There was a slight pause, and when Haber answered his tone was no longer genial, reassuring, or encouraging. It was quite neutral and verged, just detectably, on contempt.

"You're of a peculiarly passive outlook for a man brought up in the Judeo-Christian-Rationalist West. A sort of natural Buddhist. Have you ever studied the Eastern mysticisms, George?" The last question, with its obvious answer, was an open sneer.

"No. I don't know anything about them. I do know that it's wrong to force the pattern of things. It won't do. It's been our mistake for a hundred years."
Le Guin has drawn some great characters that are in sharp contrast to one another — George the dreamer, Haber the rationalist, and Heather, lawyer and George's love interest in some realities, is mostly just human, to bear the consequences and bring the others into relief. George has terrific strength of character; he carries an immense weight and tremendous sadness.

Early on George wonders if there might be other dreamers out there who can effect realities as he does, but no one cares to entertain this question too seriously. Apart from this ability, George is a very average guy. Allegorically this novel's message, trite but true, might be that anybody can change reality if they dream it so, and that even the smallest change can have a large impact. The simplest suggestions may have complex interpretations. And you can never go back.

Beyond this, the novel propounds a Buddhist mentality, embracing stillness over change, and being a part rather than apart. The Lathe doesn't exactly end well, but it ends mostly right; that is, it ends.

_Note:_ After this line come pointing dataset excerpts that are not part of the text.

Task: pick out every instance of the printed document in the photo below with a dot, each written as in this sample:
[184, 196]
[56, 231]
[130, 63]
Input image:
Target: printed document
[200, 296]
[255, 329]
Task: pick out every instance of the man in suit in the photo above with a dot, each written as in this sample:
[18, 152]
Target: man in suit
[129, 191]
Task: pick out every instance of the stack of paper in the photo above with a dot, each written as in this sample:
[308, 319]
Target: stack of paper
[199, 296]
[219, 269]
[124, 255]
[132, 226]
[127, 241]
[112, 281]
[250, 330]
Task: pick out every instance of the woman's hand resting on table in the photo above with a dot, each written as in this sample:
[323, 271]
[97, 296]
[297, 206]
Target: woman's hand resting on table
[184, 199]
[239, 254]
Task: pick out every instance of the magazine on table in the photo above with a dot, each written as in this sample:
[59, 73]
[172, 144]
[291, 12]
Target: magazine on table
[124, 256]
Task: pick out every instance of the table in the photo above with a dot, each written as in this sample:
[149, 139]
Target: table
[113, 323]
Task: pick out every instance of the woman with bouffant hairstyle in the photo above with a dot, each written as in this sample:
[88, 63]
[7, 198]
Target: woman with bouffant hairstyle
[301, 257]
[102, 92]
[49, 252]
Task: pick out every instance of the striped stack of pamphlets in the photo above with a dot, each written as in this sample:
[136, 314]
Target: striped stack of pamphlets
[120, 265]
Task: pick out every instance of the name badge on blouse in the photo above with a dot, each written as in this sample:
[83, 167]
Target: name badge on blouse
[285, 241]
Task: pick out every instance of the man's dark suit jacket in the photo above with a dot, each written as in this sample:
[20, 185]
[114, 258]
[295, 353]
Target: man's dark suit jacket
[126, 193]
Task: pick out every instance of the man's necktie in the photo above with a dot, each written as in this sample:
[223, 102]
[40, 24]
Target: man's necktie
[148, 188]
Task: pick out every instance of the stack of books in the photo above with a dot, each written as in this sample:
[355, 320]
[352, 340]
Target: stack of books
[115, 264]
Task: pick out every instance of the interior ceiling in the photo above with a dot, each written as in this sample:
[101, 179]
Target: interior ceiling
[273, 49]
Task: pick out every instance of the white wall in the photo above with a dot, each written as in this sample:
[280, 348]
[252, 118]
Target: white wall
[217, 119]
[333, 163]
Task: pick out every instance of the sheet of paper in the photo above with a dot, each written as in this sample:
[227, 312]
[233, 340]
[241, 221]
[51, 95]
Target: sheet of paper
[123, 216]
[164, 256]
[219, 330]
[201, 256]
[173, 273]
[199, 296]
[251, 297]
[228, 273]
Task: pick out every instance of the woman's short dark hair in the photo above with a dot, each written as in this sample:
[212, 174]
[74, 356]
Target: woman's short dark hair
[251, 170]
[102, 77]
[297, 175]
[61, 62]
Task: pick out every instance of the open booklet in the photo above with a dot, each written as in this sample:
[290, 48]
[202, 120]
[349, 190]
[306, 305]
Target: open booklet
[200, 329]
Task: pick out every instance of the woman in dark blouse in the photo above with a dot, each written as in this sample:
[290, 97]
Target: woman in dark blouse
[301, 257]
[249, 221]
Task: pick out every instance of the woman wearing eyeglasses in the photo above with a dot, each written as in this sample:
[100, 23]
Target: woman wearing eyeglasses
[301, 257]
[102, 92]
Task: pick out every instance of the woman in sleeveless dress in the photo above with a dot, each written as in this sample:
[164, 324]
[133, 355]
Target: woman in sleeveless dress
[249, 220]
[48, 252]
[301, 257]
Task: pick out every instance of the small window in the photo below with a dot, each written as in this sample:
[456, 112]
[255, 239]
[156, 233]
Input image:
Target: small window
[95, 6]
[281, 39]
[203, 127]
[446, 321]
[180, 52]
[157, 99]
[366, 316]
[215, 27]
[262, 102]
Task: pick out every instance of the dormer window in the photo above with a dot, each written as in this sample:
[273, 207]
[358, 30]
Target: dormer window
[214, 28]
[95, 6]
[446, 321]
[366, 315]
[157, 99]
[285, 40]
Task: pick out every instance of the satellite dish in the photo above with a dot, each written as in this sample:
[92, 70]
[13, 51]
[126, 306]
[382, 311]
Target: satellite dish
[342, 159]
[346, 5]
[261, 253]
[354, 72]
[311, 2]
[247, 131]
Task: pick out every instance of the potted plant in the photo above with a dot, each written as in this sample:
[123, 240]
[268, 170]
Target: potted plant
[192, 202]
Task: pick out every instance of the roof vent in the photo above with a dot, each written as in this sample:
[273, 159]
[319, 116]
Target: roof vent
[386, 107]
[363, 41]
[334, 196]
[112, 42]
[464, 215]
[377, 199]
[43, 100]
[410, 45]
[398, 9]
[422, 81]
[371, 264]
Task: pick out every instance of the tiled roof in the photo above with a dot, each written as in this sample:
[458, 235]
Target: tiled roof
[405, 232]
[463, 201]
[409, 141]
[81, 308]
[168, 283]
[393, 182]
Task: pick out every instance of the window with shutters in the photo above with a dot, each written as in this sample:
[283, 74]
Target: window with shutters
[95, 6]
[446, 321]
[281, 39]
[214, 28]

Read this excellent excerpt.

Wednesday, November 25, 2015

It was all a dream

Mrs. Todds my English teacher gives an automatic "F" if anyone ever writes "I woke up and it was all a dream" at the end of a story. She says it violates the deal between reader and writer; that it's a cop-out, it's the Boy Who Cried Wolf. But every single morning we really do wake up and it really was all a dream.
— from Slade House, by David Mitchell.

Saturday, June 06, 2015

The rat, the cats, and the snake

Last night I dreamt there was a rat in my bed, but ultimately I expelled it from the Eden that is my home.

In my dream, I stirred from my sleep and felt a presence above my head, the cat perched on the headboard, I thought, as she used to sometimes do on the old bed, the one I shared with my other half when I had another half, and the old bed was where it used to be on the other wall. I thought it was the cat, but then I felt the cat nudge at my hand, which was hanging over the side. I glanced up, and in my half-sleep I thought it must be one of Helena's stuffed animals, though I didn't recognize it, but then it moved.

Then I realized it was a rat, and I slowly rose from the bed and grabbed it around its fat neck with both my hands. It tried to gnaw at my hands and wrists, but fruitlessly. I stuffed it in a paper gift bag, held it closed, carried it out onto the deck.

I was pissed off at the cat for not caring. I hoped to lure the neighbourhood cats into finishing the rat off. They were all there, in the yard, but the courtyard was swampy, like after the thaw, though it never puddles like that in this reality, and the cats sat on their individual island mounds. Curious about all the water but wanting to stay dry, they were not interested in the rat.

Then the construction workers came through the passageway into the courtyard and I wanted to show them the rat. I opened the bag and a silver snake was wrapped around the rat, trying to sink its fangs in. And the rat squirmed away and scampered off.

This is a true story, a true dream. I think it tells of how the rat that was my other half is expelled from my life. The cats are me, the feminine, safe, dry, and indifferent. The snake means the transformation is happening.